Other protesters in the United Kingdom have cited ancient, defunct laws in an attempt to shut down the country's vaccination programme.

Many online users have falsely claimed that COVID-19 vaccines are creating a new disease, so-called "vaccine acquired immunodeficiency syndrome" or "VAIDS".

Posts referencing the term have widely circulated on Facebook, Twitter, and Reddit, while Google search terms for “VAIDS” have also risen in recent days.

"Do NOT take the vaccine #Vaids," one user wrote on Facebook, while others kept their posts vague, asking, “What is VAIDS?”

Neither the WHO nor the European Centre for Disease Prevention and Control (ECDC) has documented any such disease known as "VAIDS".

A WHO spokesperson told Euronews that no "reputable source" has published the claims about "VAIDS" and labelled the reports as "misinformation".

Other online users have falsely suggested a link between COVID-19 vaccines and the new HIV variant recently discovered in the Netherlands.

However, the VB variant of HIV is not itself new and is believed to have originated long before coronavirus vaccines existed.

"Researchers estimate that the VB variant first arose during the late 1980s and 1990s in the Netherlands," said Oxford University, which discovered the highly virulent strain.

"It spread more quickly than other HIV variants during the 2000s, but its spread has been declining since around 2010."

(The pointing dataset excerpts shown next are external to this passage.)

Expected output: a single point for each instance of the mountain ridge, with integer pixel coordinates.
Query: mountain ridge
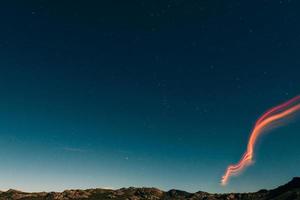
(288, 191)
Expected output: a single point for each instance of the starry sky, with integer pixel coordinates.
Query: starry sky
(115, 93)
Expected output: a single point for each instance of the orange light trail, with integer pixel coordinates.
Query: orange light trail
(266, 120)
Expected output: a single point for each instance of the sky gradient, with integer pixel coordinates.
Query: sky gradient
(145, 93)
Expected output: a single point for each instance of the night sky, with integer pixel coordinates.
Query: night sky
(158, 93)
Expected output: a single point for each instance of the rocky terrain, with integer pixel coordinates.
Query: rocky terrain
(289, 191)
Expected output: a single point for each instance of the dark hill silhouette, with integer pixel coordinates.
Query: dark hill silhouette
(289, 191)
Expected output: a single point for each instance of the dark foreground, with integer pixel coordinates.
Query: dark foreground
(289, 191)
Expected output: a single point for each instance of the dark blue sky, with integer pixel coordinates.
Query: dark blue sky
(145, 93)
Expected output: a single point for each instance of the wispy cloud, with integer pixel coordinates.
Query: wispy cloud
(72, 149)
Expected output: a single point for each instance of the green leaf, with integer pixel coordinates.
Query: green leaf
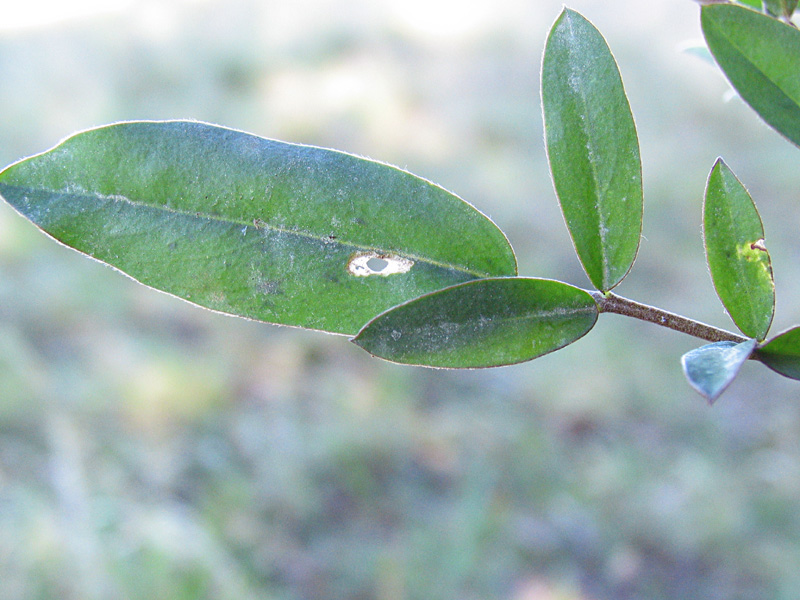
(592, 148)
(760, 56)
(737, 257)
(484, 323)
(711, 368)
(782, 353)
(780, 8)
(253, 227)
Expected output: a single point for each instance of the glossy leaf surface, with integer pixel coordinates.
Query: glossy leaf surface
(253, 227)
(737, 257)
(782, 353)
(592, 148)
(484, 323)
(711, 368)
(760, 55)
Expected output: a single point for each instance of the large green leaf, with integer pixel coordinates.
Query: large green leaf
(593, 149)
(760, 55)
(782, 353)
(711, 368)
(272, 231)
(737, 257)
(483, 323)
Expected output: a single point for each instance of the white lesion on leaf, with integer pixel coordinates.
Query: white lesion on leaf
(365, 264)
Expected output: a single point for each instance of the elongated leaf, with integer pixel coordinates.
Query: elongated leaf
(780, 8)
(737, 257)
(782, 353)
(593, 149)
(484, 323)
(711, 368)
(254, 227)
(760, 56)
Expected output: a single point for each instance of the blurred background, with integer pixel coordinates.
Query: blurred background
(153, 450)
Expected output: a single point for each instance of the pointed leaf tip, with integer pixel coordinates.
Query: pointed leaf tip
(711, 368)
(760, 56)
(593, 148)
(268, 230)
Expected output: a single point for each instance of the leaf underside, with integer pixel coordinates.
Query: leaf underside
(737, 256)
(253, 227)
(483, 323)
(592, 148)
(711, 368)
(760, 56)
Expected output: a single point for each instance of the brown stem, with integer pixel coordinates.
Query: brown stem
(622, 306)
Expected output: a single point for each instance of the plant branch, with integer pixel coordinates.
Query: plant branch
(622, 306)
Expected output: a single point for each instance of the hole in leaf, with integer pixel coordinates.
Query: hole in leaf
(371, 263)
(377, 264)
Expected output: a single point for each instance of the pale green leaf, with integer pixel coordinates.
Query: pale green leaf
(483, 323)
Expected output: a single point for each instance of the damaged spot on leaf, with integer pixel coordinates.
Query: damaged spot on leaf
(365, 264)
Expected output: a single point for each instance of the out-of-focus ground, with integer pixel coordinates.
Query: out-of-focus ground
(153, 450)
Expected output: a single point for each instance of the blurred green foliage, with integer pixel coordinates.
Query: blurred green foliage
(150, 449)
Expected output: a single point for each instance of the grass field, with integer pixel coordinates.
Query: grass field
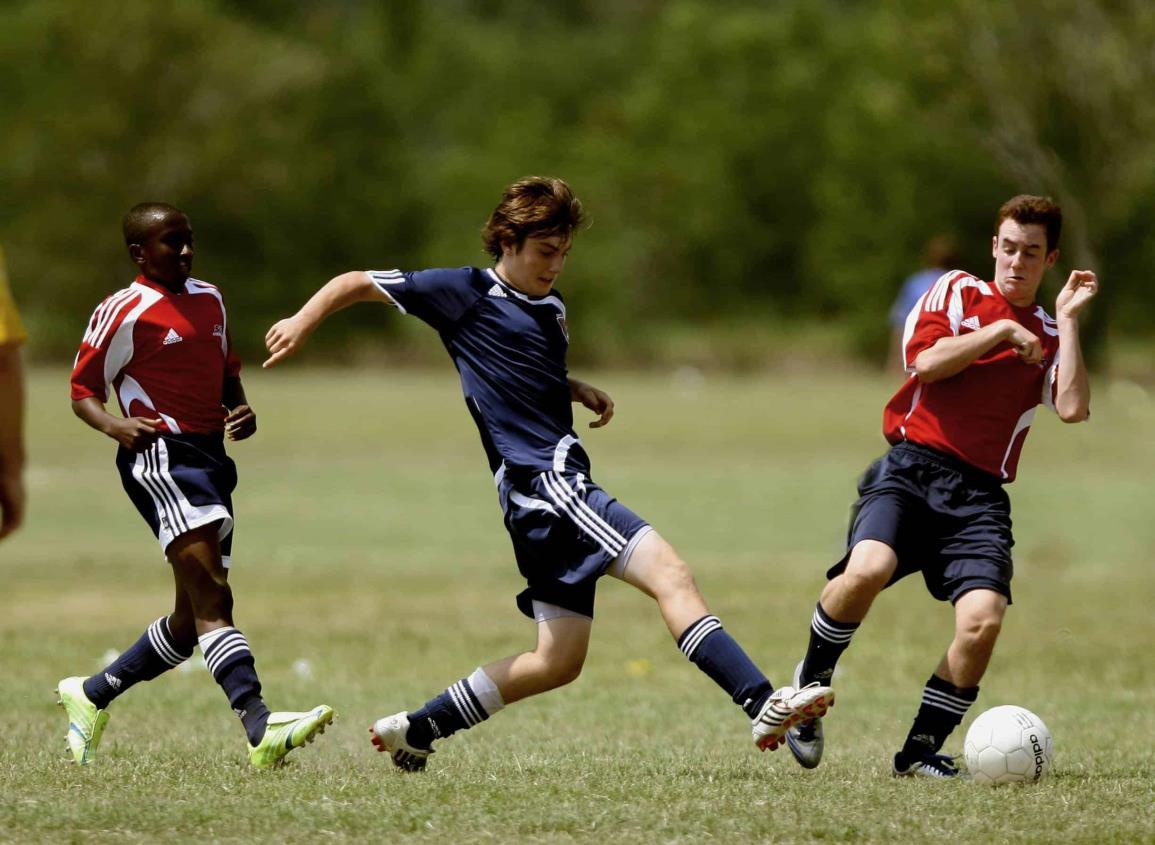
(371, 569)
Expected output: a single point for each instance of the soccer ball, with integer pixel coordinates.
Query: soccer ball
(1007, 745)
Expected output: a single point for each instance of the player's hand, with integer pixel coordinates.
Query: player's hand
(596, 401)
(1080, 289)
(12, 502)
(1026, 343)
(240, 423)
(135, 433)
(284, 338)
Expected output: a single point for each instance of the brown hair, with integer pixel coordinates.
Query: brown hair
(534, 206)
(1026, 209)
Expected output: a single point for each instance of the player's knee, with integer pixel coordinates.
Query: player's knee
(559, 668)
(981, 630)
(213, 599)
(672, 575)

Oxford University said the research "emphasises the importance" of HIV testing and also reiterated that the public should not be worried about the VB variant.

Misinformation about COVID-19 vaccines and HIV/AIDS has been circulating for several months and has even been spread by elected officials.


Brazilian President Jair Bolsonaro was sanctioned by social media companies in October after falsely claiming that UK citizens were developing AIDS faster than expected after receiving two coronavirus vaccines doses.

The Brazilian Society of Infectious Diseases states that there is "no known relationship" between any coronavirus vaccines and AIDS.

Fact-checkers have regularly debunked false rumours that COVID jabs reduce a human's immense system and make it more susceptible to other diseases.

“AIDS is a generalised body-wide compromise of a specific subset of immune cells (mostly CD4+ lymphocytes) caused specifically by infection with the HIV-1 virus,” said Dr Grant McFadden, director of the Biodesign Center for Immunotherapy, Vaccines and Virotherapy at Arizona State University.

“There is no vaccine-induced counterpart of AIDS,” he told The Associated Press.


Given that billions of people around the world have already been vaccinated against COVID-19, McFadden said, “if such a thing as VAIDS existed, we would have detected it by now.”